Fucking Chick-Fil-A, man. How can one fast food restaurant be so perfect? To clarify I am talking SOLELY about the food & operations at their restaurants so please don't kick my ass since they're obviously not the perfect company all-around as we all know. Though at the actual restaurants themselves no one comes even close. The staff is all so helpful & nice that you'd literally think their robots. I mean there was a day a few months ago where I ordered Chick-fil-a to our office and it didn't come on time so you know what they did? They sent me a gift card for a free sandwich and a free cookie! What other national fast food conglomerate is gonna do that? The answer is no one else. It's the best.
And you know what I haven't even mentioned yet? Oh that's right! The fucking FOOD. You can make an argument the classic chicken sandwich is the most iconic sandwich in fast food (outside of the Big Mac of course since we respect our greats), the fries are second to none, the nuggies (even grilled) slap, and of course the creme de la creme is their sauce. I would go as far to say their signature sauce is the best sauce on the planet and that's including full-blown restaurant sauces as well.
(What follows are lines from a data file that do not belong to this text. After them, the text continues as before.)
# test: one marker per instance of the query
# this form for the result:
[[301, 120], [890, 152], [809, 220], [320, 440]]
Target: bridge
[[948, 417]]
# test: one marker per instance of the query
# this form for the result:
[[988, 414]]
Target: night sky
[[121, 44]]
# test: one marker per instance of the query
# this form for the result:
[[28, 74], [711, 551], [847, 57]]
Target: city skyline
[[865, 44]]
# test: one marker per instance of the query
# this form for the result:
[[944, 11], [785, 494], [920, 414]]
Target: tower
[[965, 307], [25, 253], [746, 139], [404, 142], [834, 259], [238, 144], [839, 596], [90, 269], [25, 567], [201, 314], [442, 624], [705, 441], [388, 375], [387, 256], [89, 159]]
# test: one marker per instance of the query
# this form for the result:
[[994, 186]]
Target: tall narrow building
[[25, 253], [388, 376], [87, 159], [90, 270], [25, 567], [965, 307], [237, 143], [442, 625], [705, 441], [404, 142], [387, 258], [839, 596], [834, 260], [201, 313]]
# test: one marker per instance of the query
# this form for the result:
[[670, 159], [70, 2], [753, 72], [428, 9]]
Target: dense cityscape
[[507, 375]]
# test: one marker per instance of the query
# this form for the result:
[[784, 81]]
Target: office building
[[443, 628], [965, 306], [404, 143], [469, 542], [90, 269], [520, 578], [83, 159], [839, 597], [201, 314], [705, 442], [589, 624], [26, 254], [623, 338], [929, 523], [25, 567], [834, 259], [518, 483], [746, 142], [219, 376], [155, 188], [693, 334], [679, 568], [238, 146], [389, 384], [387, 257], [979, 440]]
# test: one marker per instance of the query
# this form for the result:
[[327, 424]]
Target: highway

As if all of that isn't enough now they're implementing futuristic levers to make their service EVEN BETTER. Those bastards can already have 20 cars deep in the drive-thru and yet you're out of there in 5-10 minutes! This is like Thanos getting all 6 infinity stones after already being the strongest being in the universe due to having 5. Simply unfair. Pray for the rest of the fast food game. Next thing you know they may drop the whole eat chiken campaign & get into the burger game as well. Then everyone's FUCKED.